An artwork is judged by how it exists within the totality of the context. We can consider "art" in the broadest sense, as "artifice" - and from that standpoint the algos themselves can be seen as staggering works of art in their own right. But on the other hand if we view the algos strictly as tools, and only consider individual pieces of content that are created through them, so far it's been only "meh" with a very occasional "hmm".
A similar example is the audio gear scene. There are many electromusical devices that are true works of art, worth of historical study even - then someone picks em up and starts by making bleeps and bloops that may have some novelty value but don't create a lasting impression.
I try to keep an open mind - even Facebook can be seen as AI-facilitated performance art evoking a profound feeling of dread, but that's a much broader context.

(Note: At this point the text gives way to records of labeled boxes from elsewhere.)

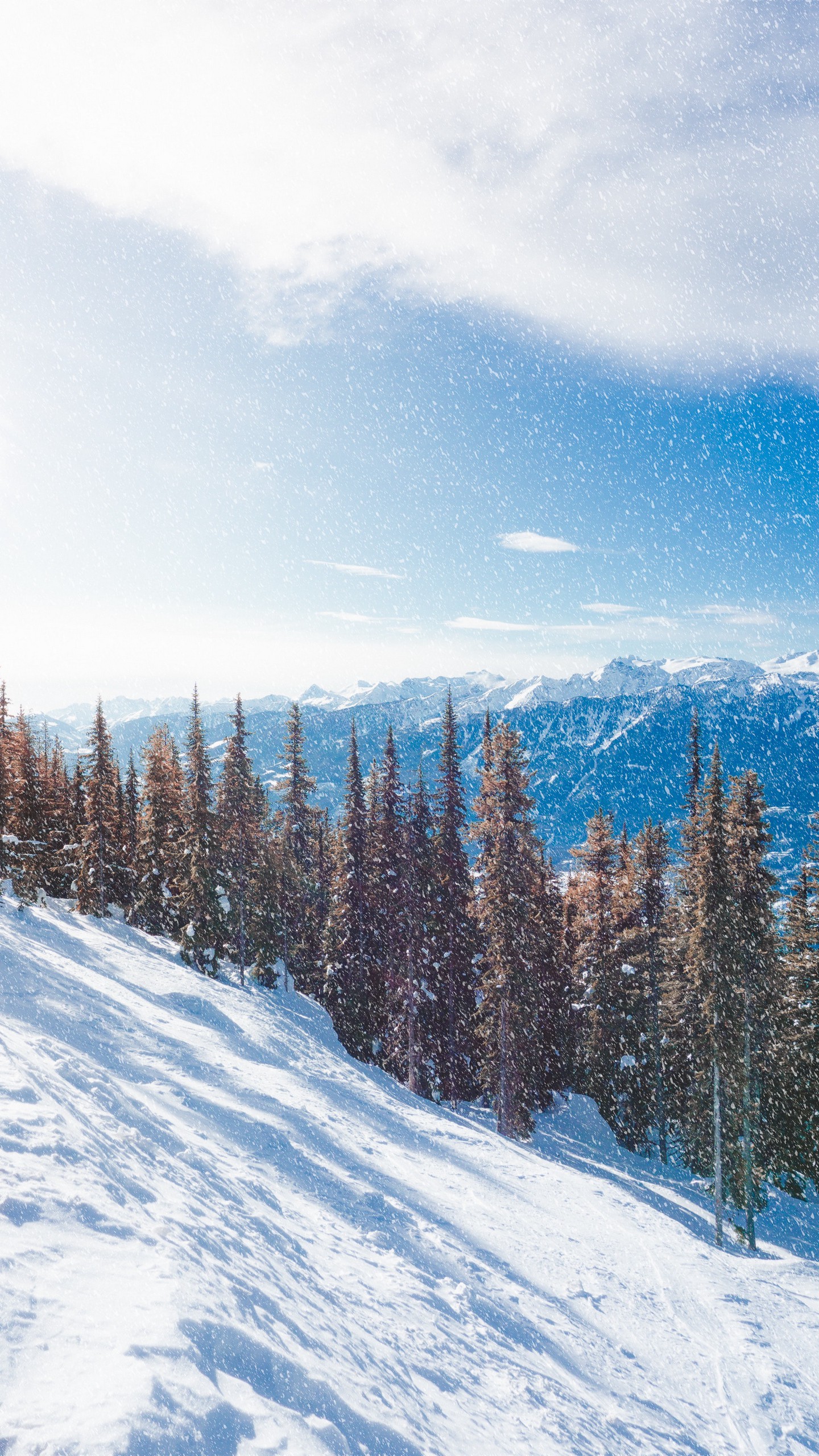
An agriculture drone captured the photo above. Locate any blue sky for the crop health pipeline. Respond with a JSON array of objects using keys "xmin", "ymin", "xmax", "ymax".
[{"xmin": 0, "ymin": 0, "xmax": 819, "ymax": 708}]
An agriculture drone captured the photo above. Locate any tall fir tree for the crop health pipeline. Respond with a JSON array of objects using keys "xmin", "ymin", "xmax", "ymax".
[
  {"xmin": 178, "ymin": 687, "xmax": 223, "ymax": 975},
  {"xmin": 75, "ymin": 699, "xmax": 118, "ymax": 919},
  {"xmin": 726, "ymin": 772, "xmax": 783, "ymax": 1249},
  {"xmin": 684, "ymin": 744, "xmax": 742, "ymax": 1245},
  {"xmin": 216, "ymin": 696, "xmax": 267, "ymax": 986},
  {"xmin": 474, "ymin": 723, "xmax": 537, "ymax": 1137},
  {"xmin": 278, "ymin": 703, "xmax": 326, "ymax": 999},
  {"xmin": 427, "ymin": 690, "xmax": 478, "ymax": 1107},
  {"xmin": 134, "ymin": 723, "xmax": 184, "ymax": 938},
  {"xmin": 325, "ymin": 722, "xmax": 378, "ymax": 1061},
  {"xmin": 634, "ymin": 818, "xmax": 671, "ymax": 1163}
]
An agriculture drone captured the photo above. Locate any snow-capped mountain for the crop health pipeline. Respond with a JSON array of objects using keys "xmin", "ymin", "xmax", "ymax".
[
  {"xmin": 0, "ymin": 894, "xmax": 819, "ymax": 1456},
  {"xmin": 42, "ymin": 651, "xmax": 819, "ymax": 879}
]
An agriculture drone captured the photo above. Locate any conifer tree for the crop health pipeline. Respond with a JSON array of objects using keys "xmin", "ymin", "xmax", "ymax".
[
  {"xmin": 531, "ymin": 849, "xmax": 574, "ymax": 1111},
  {"xmin": 367, "ymin": 725, "xmax": 410, "ymax": 1079},
  {"xmin": 325, "ymin": 721, "xmax": 376, "ymax": 1061},
  {"xmin": 474, "ymin": 723, "xmax": 537, "ymax": 1137},
  {"xmin": 119, "ymin": 750, "xmax": 140, "ymax": 921},
  {"xmin": 217, "ymin": 696, "xmax": 265, "ymax": 986},
  {"xmin": 178, "ymin": 687, "xmax": 223, "ymax": 975},
  {"xmin": 772, "ymin": 849, "xmax": 819, "ymax": 1196},
  {"xmin": 7, "ymin": 709, "xmax": 45, "ymax": 904},
  {"xmin": 277, "ymin": 703, "xmax": 326, "ymax": 999},
  {"xmin": 134, "ymin": 723, "xmax": 184, "ymax": 938},
  {"xmin": 685, "ymin": 744, "xmax": 742, "ymax": 1245},
  {"xmin": 726, "ymin": 772, "xmax": 781, "ymax": 1249},
  {"xmin": 76, "ymin": 699, "xmax": 117, "ymax": 919},
  {"xmin": 635, "ymin": 818, "xmax": 671, "ymax": 1163},
  {"xmin": 0, "ymin": 681, "xmax": 11, "ymax": 882},
  {"xmin": 427, "ymin": 690, "xmax": 478, "ymax": 1107},
  {"xmin": 571, "ymin": 809, "xmax": 622, "ymax": 1127}
]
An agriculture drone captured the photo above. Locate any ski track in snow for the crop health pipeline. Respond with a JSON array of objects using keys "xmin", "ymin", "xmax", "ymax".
[{"xmin": 0, "ymin": 895, "xmax": 819, "ymax": 1456}]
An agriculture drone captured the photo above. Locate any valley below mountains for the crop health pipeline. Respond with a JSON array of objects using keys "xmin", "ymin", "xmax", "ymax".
[{"xmin": 48, "ymin": 651, "xmax": 819, "ymax": 882}]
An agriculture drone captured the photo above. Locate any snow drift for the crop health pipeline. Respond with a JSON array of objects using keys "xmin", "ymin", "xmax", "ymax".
[{"xmin": 0, "ymin": 895, "xmax": 819, "ymax": 1456}]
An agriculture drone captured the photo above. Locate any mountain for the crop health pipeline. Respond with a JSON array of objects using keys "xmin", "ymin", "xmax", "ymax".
[
  {"xmin": 43, "ymin": 651, "xmax": 819, "ymax": 881},
  {"xmin": 0, "ymin": 894, "xmax": 819, "ymax": 1456}
]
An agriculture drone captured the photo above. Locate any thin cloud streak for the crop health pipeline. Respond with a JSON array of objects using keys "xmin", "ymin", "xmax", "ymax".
[
  {"xmin": 305, "ymin": 556, "xmax": 407, "ymax": 581},
  {"xmin": 498, "ymin": 531, "xmax": 580, "ymax": 555}
]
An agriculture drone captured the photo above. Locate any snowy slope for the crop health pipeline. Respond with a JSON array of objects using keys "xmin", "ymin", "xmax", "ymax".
[{"xmin": 0, "ymin": 897, "xmax": 819, "ymax": 1456}]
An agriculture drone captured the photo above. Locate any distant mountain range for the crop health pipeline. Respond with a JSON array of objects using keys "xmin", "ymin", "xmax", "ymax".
[{"xmin": 40, "ymin": 651, "xmax": 819, "ymax": 878}]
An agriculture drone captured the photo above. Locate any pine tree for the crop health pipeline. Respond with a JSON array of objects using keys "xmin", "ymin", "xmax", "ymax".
[
  {"xmin": 474, "ymin": 723, "xmax": 537, "ymax": 1137},
  {"xmin": 570, "ymin": 809, "xmax": 622, "ymax": 1127},
  {"xmin": 178, "ymin": 687, "xmax": 223, "ymax": 975},
  {"xmin": 772, "ymin": 849, "xmax": 819, "ymax": 1196},
  {"xmin": 635, "ymin": 818, "xmax": 671, "ymax": 1163},
  {"xmin": 278, "ymin": 703, "xmax": 326, "ymax": 999},
  {"xmin": 325, "ymin": 722, "xmax": 376, "ymax": 1061},
  {"xmin": 685, "ymin": 744, "xmax": 742, "ymax": 1245},
  {"xmin": 367, "ymin": 725, "xmax": 410, "ymax": 1081},
  {"xmin": 75, "ymin": 699, "xmax": 117, "ymax": 919},
  {"xmin": 0, "ymin": 681, "xmax": 11, "ymax": 885},
  {"xmin": 726, "ymin": 772, "xmax": 781, "ymax": 1249},
  {"xmin": 134, "ymin": 723, "xmax": 184, "ymax": 938},
  {"xmin": 217, "ymin": 696, "xmax": 265, "ymax": 986},
  {"xmin": 7, "ymin": 709, "xmax": 45, "ymax": 904},
  {"xmin": 427, "ymin": 690, "xmax": 478, "ymax": 1107},
  {"xmin": 531, "ymin": 849, "xmax": 574, "ymax": 1111},
  {"xmin": 119, "ymin": 750, "xmax": 140, "ymax": 921}
]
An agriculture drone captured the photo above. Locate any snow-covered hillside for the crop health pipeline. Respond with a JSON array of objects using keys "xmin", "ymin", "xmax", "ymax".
[{"xmin": 0, "ymin": 897, "xmax": 819, "ymax": 1456}]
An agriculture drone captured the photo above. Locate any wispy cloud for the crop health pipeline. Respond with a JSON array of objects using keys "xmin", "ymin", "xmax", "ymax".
[
  {"xmin": 691, "ymin": 601, "xmax": 778, "ymax": 627},
  {"xmin": 498, "ymin": 531, "xmax": 580, "ymax": 553},
  {"xmin": 444, "ymin": 617, "xmax": 544, "ymax": 632},
  {"xmin": 305, "ymin": 556, "xmax": 405, "ymax": 581},
  {"xmin": 0, "ymin": 0, "xmax": 804, "ymax": 367},
  {"xmin": 580, "ymin": 601, "xmax": 637, "ymax": 617}
]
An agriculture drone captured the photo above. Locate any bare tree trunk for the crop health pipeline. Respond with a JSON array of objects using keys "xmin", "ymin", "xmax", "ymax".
[
  {"xmin": 714, "ymin": 1036, "xmax": 723, "ymax": 1249},
  {"xmin": 742, "ymin": 973, "xmax": 756, "ymax": 1251},
  {"xmin": 407, "ymin": 936, "xmax": 418, "ymax": 1092},
  {"xmin": 497, "ymin": 990, "xmax": 508, "ymax": 1137},
  {"xmin": 648, "ymin": 930, "xmax": 669, "ymax": 1163}
]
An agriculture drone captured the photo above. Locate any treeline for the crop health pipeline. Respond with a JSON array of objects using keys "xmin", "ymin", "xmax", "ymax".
[{"xmin": 0, "ymin": 690, "xmax": 819, "ymax": 1243}]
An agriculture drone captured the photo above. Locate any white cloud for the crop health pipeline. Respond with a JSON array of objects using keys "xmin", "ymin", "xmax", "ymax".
[
  {"xmin": 580, "ymin": 601, "xmax": 637, "ymax": 617},
  {"xmin": 305, "ymin": 556, "xmax": 404, "ymax": 581},
  {"xmin": 0, "ymin": 0, "xmax": 819, "ymax": 369},
  {"xmin": 498, "ymin": 531, "xmax": 580, "ymax": 552},
  {"xmin": 691, "ymin": 601, "xmax": 778, "ymax": 627},
  {"xmin": 444, "ymin": 617, "xmax": 544, "ymax": 632}
]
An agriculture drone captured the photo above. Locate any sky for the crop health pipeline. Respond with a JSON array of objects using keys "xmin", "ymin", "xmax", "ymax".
[{"xmin": 0, "ymin": 0, "xmax": 819, "ymax": 710}]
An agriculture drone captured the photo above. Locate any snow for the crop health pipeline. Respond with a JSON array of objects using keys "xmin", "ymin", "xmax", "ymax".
[{"xmin": 0, "ymin": 895, "xmax": 819, "ymax": 1456}]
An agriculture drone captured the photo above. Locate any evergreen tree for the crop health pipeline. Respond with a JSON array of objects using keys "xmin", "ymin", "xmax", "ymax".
[
  {"xmin": 474, "ymin": 723, "xmax": 537, "ymax": 1137},
  {"xmin": 217, "ymin": 696, "xmax": 265, "ymax": 986},
  {"xmin": 772, "ymin": 850, "xmax": 819, "ymax": 1196},
  {"xmin": 0, "ymin": 681, "xmax": 11, "ymax": 884},
  {"xmin": 277, "ymin": 703, "xmax": 326, "ymax": 999},
  {"xmin": 75, "ymin": 699, "xmax": 118, "ymax": 919},
  {"xmin": 134, "ymin": 723, "xmax": 184, "ymax": 938},
  {"xmin": 726, "ymin": 772, "xmax": 781, "ymax": 1249},
  {"xmin": 367, "ymin": 725, "xmax": 410, "ymax": 1081},
  {"xmin": 684, "ymin": 744, "xmax": 742, "ymax": 1245},
  {"xmin": 532, "ymin": 849, "xmax": 574, "ymax": 1111},
  {"xmin": 178, "ymin": 687, "xmax": 223, "ymax": 975},
  {"xmin": 427, "ymin": 692, "xmax": 478, "ymax": 1107},
  {"xmin": 7, "ymin": 709, "xmax": 47, "ymax": 904},
  {"xmin": 635, "ymin": 818, "xmax": 669, "ymax": 1163},
  {"xmin": 325, "ymin": 722, "xmax": 376, "ymax": 1061},
  {"xmin": 119, "ymin": 750, "xmax": 140, "ymax": 921},
  {"xmin": 570, "ymin": 809, "xmax": 621, "ymax": 1127}
]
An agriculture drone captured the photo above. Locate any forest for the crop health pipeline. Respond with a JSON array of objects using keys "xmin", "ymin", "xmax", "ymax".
[{"xmin": 0, "ymin": 675, "xmax": 819, "ymax": 1248}]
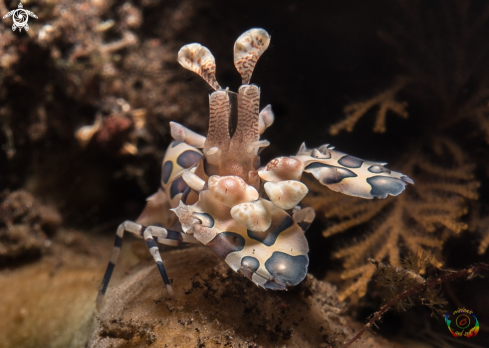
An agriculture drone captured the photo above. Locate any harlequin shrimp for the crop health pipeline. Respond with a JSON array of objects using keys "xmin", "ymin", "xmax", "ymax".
[{"xmin": 97, "ymin": 29, "xmax": 413, "ymax": 304}]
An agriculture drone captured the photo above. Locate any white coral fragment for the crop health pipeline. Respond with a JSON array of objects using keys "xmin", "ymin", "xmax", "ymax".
[
  {"xmin": 258, "ymin": 104, "xmax": 275, "ymax": 134},
  {"xmin": 208, "ymin": 175, "xmax": 259, "ymax": 208},
  {"xmin": 264, "ymin": 180, "xmax": 309, "ymax": 210},
  {"xmin": 231, "ymin": 199, "xmax": 272, "ymax": 232}
]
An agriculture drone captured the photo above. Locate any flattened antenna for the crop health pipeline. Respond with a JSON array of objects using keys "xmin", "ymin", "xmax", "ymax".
[
  {"xmin": 234, "ymin": 28, "xmax": 270, "ymax": 84},
  {"xmin": 178, "ymin": 43, "xmax": 221, "ymax": 90}
]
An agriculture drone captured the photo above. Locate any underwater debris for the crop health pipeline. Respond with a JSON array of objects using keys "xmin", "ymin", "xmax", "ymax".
[
  {"xmin": 0, "ymin": 190, "xmax": 61, "ymax": 265},
  {"xmin": 342, "ymin": 254, "xmax": 489, "ymax": 348}
]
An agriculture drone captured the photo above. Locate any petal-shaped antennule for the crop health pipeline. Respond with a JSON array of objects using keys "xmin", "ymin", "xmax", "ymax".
[
  {"xmin": 170, "ymin": 122, "xmax": 205, "ymax": 149},
  {"xmin": 182, "ymin": 169, "xmax": 205, "ymax": 192},
  {"xmin": 258, "ymin": 104, "xmax": 275, "ymax": 134},
  {"xmin": 231, "ymin": 199, "xmax": 272, "ymax": 232},
  {"xmin": 264, "ymin": 180, "xmax": 309, "ymax": 210},
  {"xmin": 234, "ymin": 28, "xmax": 270, "ymax": 84},
  {"xmin": 207, "ymin": 175, "xmax": 259, "ymax": 208},
  {"xmin": 258, "ymin": 157, "xmax": 304, "ymax": 181},
  {"xmin": 178, "ymin": 43, "xmax": 221, "ymax": 90}
]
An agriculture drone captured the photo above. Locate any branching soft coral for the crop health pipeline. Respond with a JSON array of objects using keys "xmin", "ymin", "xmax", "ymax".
[
  {"xmin": 304, "ymin": 138, "xmax": 479, "ymax": 299},
  {"xmin": 329, "ymin": 78, "xmax": 408, "ymax": 135}
]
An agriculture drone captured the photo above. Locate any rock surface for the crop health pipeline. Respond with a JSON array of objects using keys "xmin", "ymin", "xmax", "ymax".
[{"xmin": 88, "ymin": 247, "xmax": 394, "ymax": 348}]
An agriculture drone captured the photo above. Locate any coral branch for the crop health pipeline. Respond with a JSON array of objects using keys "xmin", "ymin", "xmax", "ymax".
[
  {"xmin": 343, "ymin": 259, "xmax": 489, "ymax": 348},
  {"xmin": 303, "ymin": 137, "xmax": 478, "ymax": 300},
  {"xmin": 329, "ymin": 78, "xmax": 408, "ymax": 135}
]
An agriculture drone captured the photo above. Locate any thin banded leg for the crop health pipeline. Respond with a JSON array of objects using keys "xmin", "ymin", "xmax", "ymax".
[
  {"xmin": 143, "ymin": 226, "xmax": 175, "ymax": 297},
  {"xmin": 97, "ymin": 221, "xmax": 200, "ymax": 308}
]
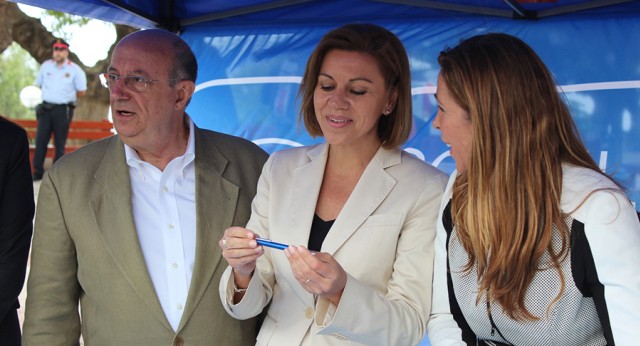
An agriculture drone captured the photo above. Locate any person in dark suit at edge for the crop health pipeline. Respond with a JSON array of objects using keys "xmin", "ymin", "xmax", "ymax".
[{"xmin": 0, "ymin": 116, "xmax": 35, "ymax": 346}]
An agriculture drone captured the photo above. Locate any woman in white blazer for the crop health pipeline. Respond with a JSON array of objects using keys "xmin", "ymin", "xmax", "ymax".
[{"xmin": 219, "ymin": 24, "xmax": 447, "ymax": 346}]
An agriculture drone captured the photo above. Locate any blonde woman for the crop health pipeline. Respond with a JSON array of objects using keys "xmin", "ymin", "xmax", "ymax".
[{"xmin": 428, "ymin": 34, "xmax": 640, "ymax": 346}]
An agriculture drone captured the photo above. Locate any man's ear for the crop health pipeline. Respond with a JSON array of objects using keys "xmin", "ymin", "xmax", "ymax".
[{"xmin": 176, "ymin": 80, "xmax": 196, "ymax": 109}]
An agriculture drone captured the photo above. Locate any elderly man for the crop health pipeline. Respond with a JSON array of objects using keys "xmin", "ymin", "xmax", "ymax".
[{"xmin": 23, "ymin": 30, "xmax": 267, "ymax": 346}]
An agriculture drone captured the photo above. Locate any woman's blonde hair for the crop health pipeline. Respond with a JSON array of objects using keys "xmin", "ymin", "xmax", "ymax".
[
  {"xmin": 438, "ymin": 34, "xmax": 601, "ymax": 320},
  {"xmin": 298, "ymin": 24, "xmax": 413, "ymax": 149}
]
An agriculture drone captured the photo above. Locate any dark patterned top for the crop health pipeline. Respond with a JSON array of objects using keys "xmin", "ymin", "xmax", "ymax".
[{"xmin": 428, "ymin": 165, "xmax": 640, "ymax": 346}]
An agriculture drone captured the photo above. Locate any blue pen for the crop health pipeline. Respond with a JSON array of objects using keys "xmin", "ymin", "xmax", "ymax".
[{"xmin": 256, "ymin": 238, "xmax": 289, "ymax": 250}]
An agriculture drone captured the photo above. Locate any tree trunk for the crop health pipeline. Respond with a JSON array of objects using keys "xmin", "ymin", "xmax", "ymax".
[{"xmin": 0, "ymin": 0, "xmax": 138, "ymax": 120}]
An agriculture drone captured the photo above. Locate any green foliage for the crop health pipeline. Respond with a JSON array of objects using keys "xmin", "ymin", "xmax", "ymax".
[
  {"xmin": 0, "ymin": 42, "xmax": 39, "ymax": 119},
  {"xmin": 44, "ymin": 10, "xmax": 90, "ymax": 41}
]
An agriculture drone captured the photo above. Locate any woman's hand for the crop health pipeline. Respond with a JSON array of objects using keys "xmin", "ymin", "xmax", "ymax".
[
  {"xmin": 218, "ymin": 227, "xmax": 264, "ymax": 288},
  {"xmin": 284, "ymin": 245, "xmax": 347, "ymax": 305}
]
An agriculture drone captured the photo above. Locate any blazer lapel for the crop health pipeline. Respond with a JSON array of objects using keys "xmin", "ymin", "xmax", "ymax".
[
  {"xmin": 89, "ymin": 136, "xmax": 172, "ymax": 330},
  {"xmin": 322, "ymin": 148, "xmax": 401, "ymax": 255},
  {"xmin": 178, "ymin": 127, "xmax": 239, "ymax": 331},
  {"xmin": 285, "ymin": 144, "xmax": 329, "ymax": 247}
]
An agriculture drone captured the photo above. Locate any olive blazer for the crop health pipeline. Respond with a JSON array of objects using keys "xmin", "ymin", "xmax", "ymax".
[{"xmin": 23, "ymin": 127, "xmax": 268, "ymax": 346}]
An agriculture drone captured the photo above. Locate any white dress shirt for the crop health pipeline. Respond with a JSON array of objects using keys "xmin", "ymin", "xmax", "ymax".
[{"xmin": 125, "ymin": 119, "xmax": 196, "ymax": 330}]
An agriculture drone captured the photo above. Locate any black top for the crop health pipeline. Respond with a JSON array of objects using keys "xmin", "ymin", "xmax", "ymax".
[{"xmin": 309, "ymin": 214, "xmax": 335, "ymax": 252}]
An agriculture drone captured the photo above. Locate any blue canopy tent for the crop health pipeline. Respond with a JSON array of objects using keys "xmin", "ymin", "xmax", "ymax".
[
  {"xmin": 8, "ymin": 0, "xmax": 640, "ymax": 344},
  {"xmin": 11, "ymin": 0, "xmax": 640, "ymax": 209}
]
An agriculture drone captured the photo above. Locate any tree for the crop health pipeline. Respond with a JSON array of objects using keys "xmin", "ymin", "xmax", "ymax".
[
  {"xmin": 0, "ymin": 0, "xmax": 138, "ymax": 120},
  {"xmin": 0, "ymin": 43, "xmax": 37, "ymax": 118}
]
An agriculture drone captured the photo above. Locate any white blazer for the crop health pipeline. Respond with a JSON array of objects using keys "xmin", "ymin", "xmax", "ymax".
[{"xmin": 220, "ymin": 144, "xmax": 447, "ymax": 346}]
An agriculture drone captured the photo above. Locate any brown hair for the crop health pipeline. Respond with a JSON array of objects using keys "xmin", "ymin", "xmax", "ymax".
[
  {"xmin": 438, "ymin": 34, "xmax": 602, "ymax": 320},
  {"xmin": 298, "ymin": 24, "xmax": 413, "ymax": 149}
]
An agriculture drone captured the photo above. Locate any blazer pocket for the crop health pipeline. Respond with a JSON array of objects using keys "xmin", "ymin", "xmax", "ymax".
[
  {"xmin": 360, "ymin": 213, "xmax": 403, "ymax": 228},
  {"xmin": 256, "ymin": 313, "xmax": 278, "ymax": 346}
]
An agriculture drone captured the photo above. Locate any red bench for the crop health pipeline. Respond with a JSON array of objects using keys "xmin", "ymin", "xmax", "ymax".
[{"xmin": 7, "ymin": 118, "xmax": 113, "ymax": 172}]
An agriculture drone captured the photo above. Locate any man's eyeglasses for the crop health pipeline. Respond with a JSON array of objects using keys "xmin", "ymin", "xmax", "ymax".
[{"xmin": 99, "ymin": 73, "xmax": 175, "ymax": 92}]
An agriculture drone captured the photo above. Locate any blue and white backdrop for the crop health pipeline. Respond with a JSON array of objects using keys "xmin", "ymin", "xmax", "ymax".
[{"xmin": 182, "ymin": 14, "xmax": 640, "ymax": 209}]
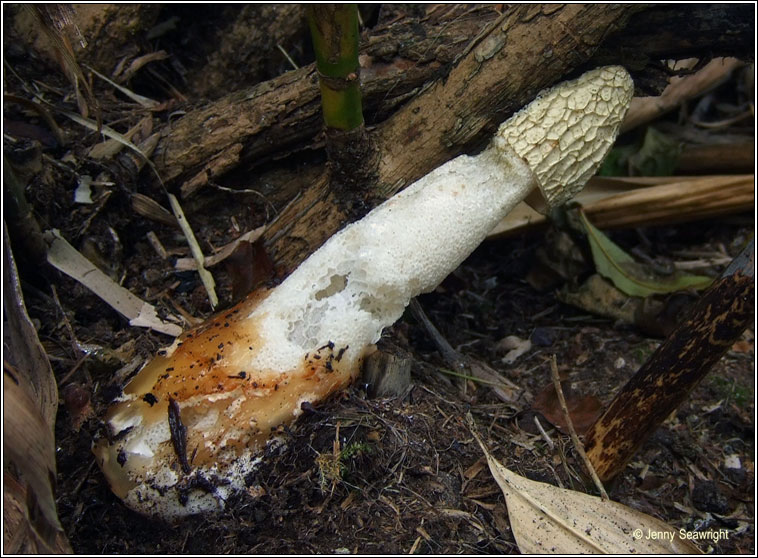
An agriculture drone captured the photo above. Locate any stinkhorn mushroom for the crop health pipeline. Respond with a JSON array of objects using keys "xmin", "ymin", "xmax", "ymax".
[{"xmin": 94, "ymin": 66, "xmax": 633, "ymax": 518}]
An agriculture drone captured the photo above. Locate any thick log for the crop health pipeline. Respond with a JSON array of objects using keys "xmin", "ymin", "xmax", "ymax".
[
  {"xmin": 265, "ymin": 5, "xmax": 639, "ymax": 273},
  {"xmin": 147, "ymin": 5, "xmax": 752, "ymax": 274},
  {"xmin": 584, "ymin": 241, "xmax": 755, "ymax": 482}
]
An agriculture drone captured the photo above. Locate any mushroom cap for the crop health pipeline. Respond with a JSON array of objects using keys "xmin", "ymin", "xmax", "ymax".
[{"xmin": 494, "ymin": 66, "xmax": 634, "ymax": 210}]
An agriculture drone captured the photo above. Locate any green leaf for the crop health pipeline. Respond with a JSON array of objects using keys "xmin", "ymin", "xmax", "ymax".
[{"xmin": 579, "ymin": 210, "xmax": 712, "ymax": 297}]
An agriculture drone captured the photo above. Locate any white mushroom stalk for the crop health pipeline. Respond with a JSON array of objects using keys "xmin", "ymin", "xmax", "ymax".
[{"xmin": 94, "ymin": 66, "xmax": 633, "ymax": 518}]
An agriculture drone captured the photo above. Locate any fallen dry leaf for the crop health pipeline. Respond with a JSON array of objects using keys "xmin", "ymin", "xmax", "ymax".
[
  {"xmin": 532, "ymin": 382, "xmax": 603, "ymax": 436},
  {"xmin": 466, "ymin": 414, "xmax": 701, "ymax": 555}
]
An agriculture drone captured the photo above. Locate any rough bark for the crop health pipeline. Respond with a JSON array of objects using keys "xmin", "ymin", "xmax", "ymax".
[
  {"xmin": 265, "ymin": 5, "xmax": 639, "ymax": 273},
  {"xmin": 142, "ymin": 5, "xmax": 752, "ymax": 273},
  {"xmin": 585, "ymin": 242, "xmax": 755, "ymax": 482}
]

I don't think that the profile pic/avatar space is going to be very profitable. As you can see from this post, there is quite a bit of competition already. Because this is not that hard to set up, there is nothing stopping someone from charging the cost of production for this, which is essentially what I'm doing (I added in a small amount of overhead as a buffer for non-GPU compute and in case I messed up my math, math is hard). That's why I'm focused on building for other use cases instead (making content creation more accessible).